A recent study from researchers at Duke, Vanderbilt, and Harvard Universities took a look at entrepreneurs who started their own businesses, with the aim of addressing a long-debated question: Are the people who start companies actually good at running them?

So what do you think they found? I’ll give you a hint: It doesn’t look so good for the founders!

The research, which included hundreds of private and public companies, determined that a CEO who is also a company’s founder is “significantly less likely to implement basic management practices, even if these practices are associated with better firm performance.” In other words, no, people who start companies aren’t, in general, very good at running them once they reach a certain size.

Why is this true? The study concluded that many CEO founders basically don’t admit that they aren’t good managers. They’re not as open to changing their company’s environment to allow better management practices and tend to be reluctant to give up control.
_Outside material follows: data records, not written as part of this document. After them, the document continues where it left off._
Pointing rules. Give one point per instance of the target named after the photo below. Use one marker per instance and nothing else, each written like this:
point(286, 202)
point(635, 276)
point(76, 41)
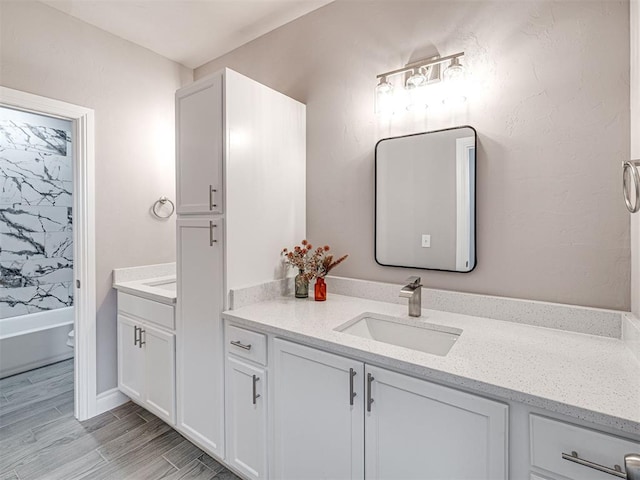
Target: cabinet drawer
point(148, 310)
point(551, 438)
point(246, 344)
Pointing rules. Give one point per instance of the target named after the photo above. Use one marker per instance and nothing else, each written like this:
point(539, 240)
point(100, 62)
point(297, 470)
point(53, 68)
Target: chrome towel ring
point(160, 202)
point(630, 172)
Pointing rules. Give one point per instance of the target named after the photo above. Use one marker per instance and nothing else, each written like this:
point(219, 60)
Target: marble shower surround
point(36, 239)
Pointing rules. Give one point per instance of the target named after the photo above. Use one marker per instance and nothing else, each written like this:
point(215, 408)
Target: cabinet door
point(199, 141)
point(420, 430)
point(246, 419)
point(130, 359)
point(200, 358)
point(160, 362)
point(317, 431)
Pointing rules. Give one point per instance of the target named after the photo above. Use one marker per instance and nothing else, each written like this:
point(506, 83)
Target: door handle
point(212, 191)
point(370, 380)
point(256, 395)
point(352, 394)
point(632, 466)
point(212, 238)
point(135, 335)
point(616, 471)
point(239, 344)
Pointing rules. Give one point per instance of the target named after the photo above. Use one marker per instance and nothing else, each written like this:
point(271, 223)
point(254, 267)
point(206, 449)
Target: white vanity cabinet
point(561, 450)
point(240, 149)
point(199, 146)
point(246, 388)
point(318, 405)
point(146, 354)
point(419, 430)
point(327, 408)
point(200, 301)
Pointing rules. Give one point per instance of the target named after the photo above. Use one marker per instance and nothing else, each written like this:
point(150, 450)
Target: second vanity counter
point(592, 378)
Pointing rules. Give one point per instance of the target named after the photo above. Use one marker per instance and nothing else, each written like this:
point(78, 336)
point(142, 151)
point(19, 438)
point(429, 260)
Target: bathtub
point(34, 340)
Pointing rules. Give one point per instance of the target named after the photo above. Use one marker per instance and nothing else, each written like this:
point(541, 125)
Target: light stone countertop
point(153, 282)
point(159, 289)
point(589, 377)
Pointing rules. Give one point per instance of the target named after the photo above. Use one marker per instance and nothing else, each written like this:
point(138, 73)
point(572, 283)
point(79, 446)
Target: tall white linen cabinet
point(241, 153)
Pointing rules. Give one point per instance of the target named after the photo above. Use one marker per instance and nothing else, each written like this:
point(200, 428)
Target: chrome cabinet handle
point(370, 379)
point(239, 344)
point(632, 167)
point(352, 394)
point(616, 471)
point(255, 394)
point(632, 466)
point(212, 238)
point(211, 192)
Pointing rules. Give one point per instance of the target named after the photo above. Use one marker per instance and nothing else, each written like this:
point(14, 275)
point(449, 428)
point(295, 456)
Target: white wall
point(551, 107)
point(48, 53)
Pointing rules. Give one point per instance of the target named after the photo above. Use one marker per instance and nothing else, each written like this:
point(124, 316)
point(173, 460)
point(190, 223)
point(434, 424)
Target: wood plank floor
point(40, 438)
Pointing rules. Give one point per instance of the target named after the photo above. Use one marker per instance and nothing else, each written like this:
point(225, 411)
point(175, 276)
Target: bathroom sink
point(169, 285)
point(406, 332)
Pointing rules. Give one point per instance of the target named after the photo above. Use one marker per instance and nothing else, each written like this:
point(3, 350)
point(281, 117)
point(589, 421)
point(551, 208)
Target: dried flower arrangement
point(316, 264)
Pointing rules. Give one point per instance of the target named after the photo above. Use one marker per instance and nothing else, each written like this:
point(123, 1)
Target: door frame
point(84, 264)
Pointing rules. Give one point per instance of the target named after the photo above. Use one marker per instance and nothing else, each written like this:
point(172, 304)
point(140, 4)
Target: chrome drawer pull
point(352, 394)
point(212, 238)
point(616, 471)
point(240, 345)
point(255, 394)
point(632, 465)
point(370, 379)
point(211, 192)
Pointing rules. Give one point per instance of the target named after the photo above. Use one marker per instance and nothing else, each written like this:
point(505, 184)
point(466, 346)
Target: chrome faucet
point(413, 291)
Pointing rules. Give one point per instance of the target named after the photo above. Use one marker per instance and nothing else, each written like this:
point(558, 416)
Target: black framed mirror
point(425, 200)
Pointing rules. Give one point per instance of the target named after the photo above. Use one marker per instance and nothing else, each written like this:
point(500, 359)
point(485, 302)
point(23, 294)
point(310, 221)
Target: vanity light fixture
point(417, 93)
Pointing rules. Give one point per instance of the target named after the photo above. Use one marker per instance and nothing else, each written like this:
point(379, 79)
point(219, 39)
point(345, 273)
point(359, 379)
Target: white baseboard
point(110, 399)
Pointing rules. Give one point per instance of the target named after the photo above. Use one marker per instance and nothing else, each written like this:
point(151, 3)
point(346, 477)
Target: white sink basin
point(409, 333)
point(169, 285)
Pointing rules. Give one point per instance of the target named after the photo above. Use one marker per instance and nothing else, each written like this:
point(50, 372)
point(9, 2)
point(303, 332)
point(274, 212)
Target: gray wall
point(131, 89)
point(550, 102)
point(635, 151)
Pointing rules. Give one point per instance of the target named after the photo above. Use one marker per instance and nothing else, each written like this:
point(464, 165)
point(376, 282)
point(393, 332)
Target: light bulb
point(454, 84)
point(454, 72)
point(416, 79)
point(384, 97)
point(384, 86)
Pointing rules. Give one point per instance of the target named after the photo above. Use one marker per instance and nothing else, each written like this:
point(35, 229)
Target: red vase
point(320, 290)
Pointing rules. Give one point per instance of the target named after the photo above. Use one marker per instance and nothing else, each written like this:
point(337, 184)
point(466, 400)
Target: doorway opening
point(47, 249)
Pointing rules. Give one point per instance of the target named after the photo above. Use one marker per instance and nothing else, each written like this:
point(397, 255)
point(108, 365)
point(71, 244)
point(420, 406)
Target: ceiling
point(190, 32)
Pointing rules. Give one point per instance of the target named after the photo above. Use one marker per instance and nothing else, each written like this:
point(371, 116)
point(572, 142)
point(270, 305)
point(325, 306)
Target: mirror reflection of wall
point(425, 200)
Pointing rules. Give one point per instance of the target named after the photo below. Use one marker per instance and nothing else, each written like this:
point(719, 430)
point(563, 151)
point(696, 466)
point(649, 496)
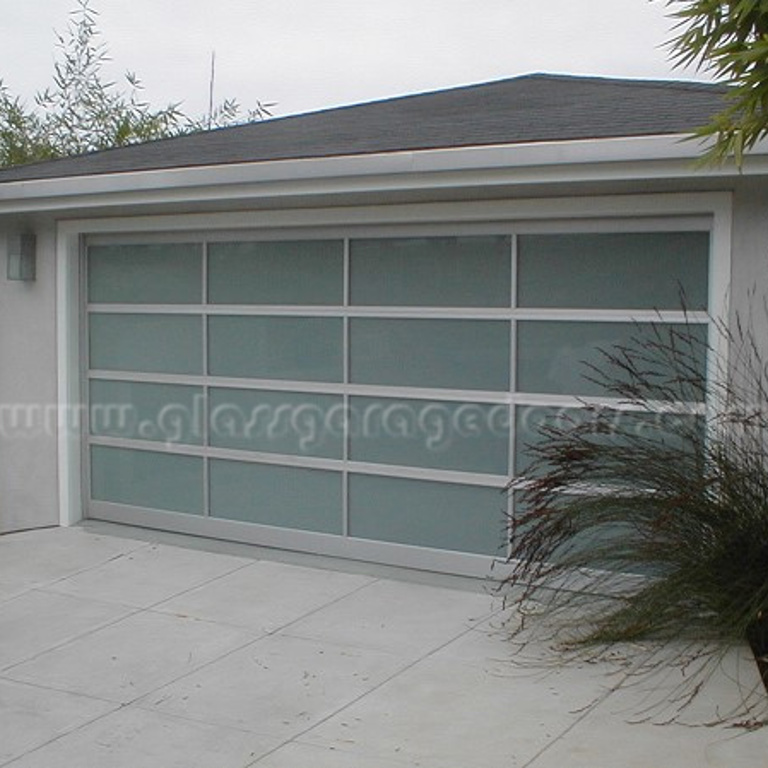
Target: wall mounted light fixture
point(22, 257)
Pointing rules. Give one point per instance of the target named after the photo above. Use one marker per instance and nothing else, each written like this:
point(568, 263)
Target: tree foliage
point(728, 40)
point(82, 111)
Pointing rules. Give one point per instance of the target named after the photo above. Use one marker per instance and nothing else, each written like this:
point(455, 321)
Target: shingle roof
point(530, 108)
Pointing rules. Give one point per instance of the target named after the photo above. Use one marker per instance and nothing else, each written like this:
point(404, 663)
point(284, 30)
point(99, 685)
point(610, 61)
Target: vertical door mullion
point(345, 396)
point(512, 384)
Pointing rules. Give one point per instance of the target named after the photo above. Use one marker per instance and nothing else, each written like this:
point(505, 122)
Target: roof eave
point(611, 159)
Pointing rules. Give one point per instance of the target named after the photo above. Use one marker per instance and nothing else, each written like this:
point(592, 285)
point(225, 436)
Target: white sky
point(310, 54)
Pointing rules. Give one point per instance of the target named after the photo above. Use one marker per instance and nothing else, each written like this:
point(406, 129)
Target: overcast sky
point(310, 54)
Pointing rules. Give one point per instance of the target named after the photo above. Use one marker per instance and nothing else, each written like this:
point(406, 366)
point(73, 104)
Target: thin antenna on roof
point(210, 89)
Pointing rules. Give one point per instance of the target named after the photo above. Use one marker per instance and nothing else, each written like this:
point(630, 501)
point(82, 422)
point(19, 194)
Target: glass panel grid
point(498, 376)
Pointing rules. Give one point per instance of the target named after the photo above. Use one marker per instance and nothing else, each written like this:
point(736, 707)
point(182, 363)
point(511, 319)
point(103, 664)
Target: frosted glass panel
point(670, 430)
point(140, 411)
point(645, 270)
point(451, 354)
point(147, 479)
point(445, 435)
point(440, 515)
point(431, 272)
point(288, 272)
point(553, 356)
point(277, 422)
point(148, 343)
point(288, 497)
point(299, 348)
point(163, 273)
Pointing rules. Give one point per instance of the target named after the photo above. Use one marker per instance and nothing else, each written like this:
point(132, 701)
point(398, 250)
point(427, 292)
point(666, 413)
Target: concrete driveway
point(128, 649)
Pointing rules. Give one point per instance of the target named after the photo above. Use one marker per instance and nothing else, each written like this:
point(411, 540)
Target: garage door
point(366, 395)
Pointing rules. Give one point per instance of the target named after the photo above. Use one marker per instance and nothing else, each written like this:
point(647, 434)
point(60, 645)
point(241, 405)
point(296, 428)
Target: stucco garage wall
point(749, 271)
point(28, 442)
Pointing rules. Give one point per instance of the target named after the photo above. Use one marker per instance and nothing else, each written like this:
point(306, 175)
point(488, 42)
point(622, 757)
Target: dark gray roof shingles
point(530, 108)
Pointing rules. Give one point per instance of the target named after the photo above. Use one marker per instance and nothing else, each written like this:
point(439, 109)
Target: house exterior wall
point(30, 488)
point(28, 432)
point(749, 271)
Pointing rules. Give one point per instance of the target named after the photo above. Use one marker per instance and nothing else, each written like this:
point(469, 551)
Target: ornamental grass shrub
point(648, 519)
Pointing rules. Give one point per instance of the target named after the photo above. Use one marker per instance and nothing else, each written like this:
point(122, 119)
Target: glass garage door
point(365, 396)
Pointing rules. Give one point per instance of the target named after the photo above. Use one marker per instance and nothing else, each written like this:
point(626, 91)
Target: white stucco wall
point(28, 441)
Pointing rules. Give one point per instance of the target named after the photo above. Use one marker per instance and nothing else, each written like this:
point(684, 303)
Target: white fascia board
point(634, 158)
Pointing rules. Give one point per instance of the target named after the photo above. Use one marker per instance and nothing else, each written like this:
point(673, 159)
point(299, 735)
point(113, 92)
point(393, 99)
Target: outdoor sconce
point(21, 257)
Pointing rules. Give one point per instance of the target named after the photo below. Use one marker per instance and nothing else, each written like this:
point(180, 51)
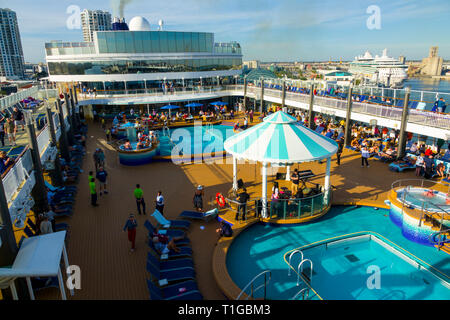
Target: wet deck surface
point(98, 245)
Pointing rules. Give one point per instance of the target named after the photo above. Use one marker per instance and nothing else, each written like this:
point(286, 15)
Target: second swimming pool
point(262, 247)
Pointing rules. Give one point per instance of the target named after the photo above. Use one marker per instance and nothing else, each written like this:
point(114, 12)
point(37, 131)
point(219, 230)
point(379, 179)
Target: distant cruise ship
point(384, 69)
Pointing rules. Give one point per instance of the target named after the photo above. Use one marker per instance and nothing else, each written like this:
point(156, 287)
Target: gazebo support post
point(288, 173)
point(30, 288)
point(327, 181)
point(61, 285)
point(403, 136)
point(264, 191)
point(234, 173)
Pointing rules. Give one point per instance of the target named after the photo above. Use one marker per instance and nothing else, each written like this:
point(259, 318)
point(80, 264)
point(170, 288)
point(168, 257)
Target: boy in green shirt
point(93, 191)
point(139, 195)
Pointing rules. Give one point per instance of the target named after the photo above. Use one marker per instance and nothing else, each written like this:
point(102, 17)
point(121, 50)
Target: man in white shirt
point(364, 157)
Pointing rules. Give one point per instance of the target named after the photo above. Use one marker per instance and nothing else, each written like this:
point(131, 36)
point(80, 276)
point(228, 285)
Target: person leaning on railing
point(242, 198)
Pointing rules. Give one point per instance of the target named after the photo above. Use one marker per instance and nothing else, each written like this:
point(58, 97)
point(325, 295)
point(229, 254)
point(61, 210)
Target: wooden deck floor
point(98, 245)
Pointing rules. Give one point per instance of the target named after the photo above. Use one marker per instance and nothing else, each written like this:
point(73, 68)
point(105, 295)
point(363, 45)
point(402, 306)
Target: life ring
point(220, 200)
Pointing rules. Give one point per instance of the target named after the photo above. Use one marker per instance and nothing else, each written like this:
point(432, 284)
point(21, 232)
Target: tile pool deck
point(98, 245)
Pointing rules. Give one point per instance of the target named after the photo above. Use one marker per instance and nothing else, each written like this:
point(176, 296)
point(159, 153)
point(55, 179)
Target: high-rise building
point(94, 20)
point(11, 53)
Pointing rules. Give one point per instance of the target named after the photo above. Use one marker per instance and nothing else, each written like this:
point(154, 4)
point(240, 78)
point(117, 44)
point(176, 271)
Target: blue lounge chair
point(185, 252)
point(171, 276)
point(170, 233)
point(206, 216)
point(158, 294)
point(30, 233)
point(170, 223)
point(166, 265)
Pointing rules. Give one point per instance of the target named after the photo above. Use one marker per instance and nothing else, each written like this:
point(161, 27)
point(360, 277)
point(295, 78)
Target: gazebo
point(280, 140)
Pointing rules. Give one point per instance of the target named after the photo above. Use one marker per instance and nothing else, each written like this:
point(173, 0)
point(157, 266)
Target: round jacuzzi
point(413, 209)
point(136, 157)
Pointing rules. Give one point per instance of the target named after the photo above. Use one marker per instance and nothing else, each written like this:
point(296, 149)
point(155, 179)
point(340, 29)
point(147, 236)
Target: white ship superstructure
point(384, 69)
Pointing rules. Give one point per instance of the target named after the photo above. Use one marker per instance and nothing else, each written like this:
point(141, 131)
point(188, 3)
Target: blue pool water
point(195, 140)
point(350, 265)
point(262, 247)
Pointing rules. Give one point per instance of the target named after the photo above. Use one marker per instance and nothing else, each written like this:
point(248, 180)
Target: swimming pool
point(262, 247)
point(194, 140)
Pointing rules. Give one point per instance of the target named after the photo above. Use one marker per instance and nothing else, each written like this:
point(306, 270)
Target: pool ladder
point(300, 266)
point(303, 292)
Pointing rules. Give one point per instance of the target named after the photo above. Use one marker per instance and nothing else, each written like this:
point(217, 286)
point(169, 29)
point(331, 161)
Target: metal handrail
point(251, 284)
point(304, 291)
point(425, 208)
point(290, 258)
point(300, 270)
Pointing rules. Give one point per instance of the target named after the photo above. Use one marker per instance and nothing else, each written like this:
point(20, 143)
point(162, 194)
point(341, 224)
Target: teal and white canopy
point(279, 139)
I can see that. I have a client who, after 20 years of running his business, finally recognized this about himself. He started an equipment distribution business back in the 1980s and has since grown it to more than 100 employees.

But, unfortunately, he still runs the company like a startup. He insists on reviewing small invoices. He micromanages his employees. He is autocratic in his decision-making. He is reluctant to share financial data about his operations even with key people who could use that data to make better decisions. He keeps a tight rein on the company’s spending and is very cagey about bringing in any “outsiders.” He’s a fantastic entrepreneur. But a lousy manager.

And that’s where most of us go wrong: We don’t recognize our failings as a manager. We’re excellent at inspiring, selling, raising money, creating a vision, and building new products. But we’re just not very good managers.

Being a manager is a special skill set. It requires a great deal of talent to supervise, monitor, evaluate, and motivate a group of people. It requires patience, documentation, attention to detail, empathy, and trust in others. Many of us — business owners who founded our own companies — lack these skills.

The client I mentioned above started his business right after college. He never worked for a larger company. He was never taught managerial skills. He doesn’t know the ins and outs of effectively working with others. He’s used to barking out orders and getting his way without a consensus. This is all good for a startup or a very small company. But once you reach a certain size, these characteristics can be debilitating.

Now, at the age of 50, this reality is sinking in. He wants to build more value in his business and plans to sell it one day. To do this, he needs the help of outsiders. So he’s bringing them in. Recently he hired a general manager and new controller. It’s a lot of money, a big risk, and — more significantly — a huge change in culture. He’s doing the right things, as challenging as they are.

The takeaway is this: Look in the mirror. You’ve done a great job starting up and growing your business. But are you really the right person to run it, now that it’s reached a certain size? The research says that you’re probably not. Accept this. Bring in experienced managers. You can still lead, inspire, create, and innovate. But welcome the opportunity for others to run things day to day. Long term … you’ll make more money.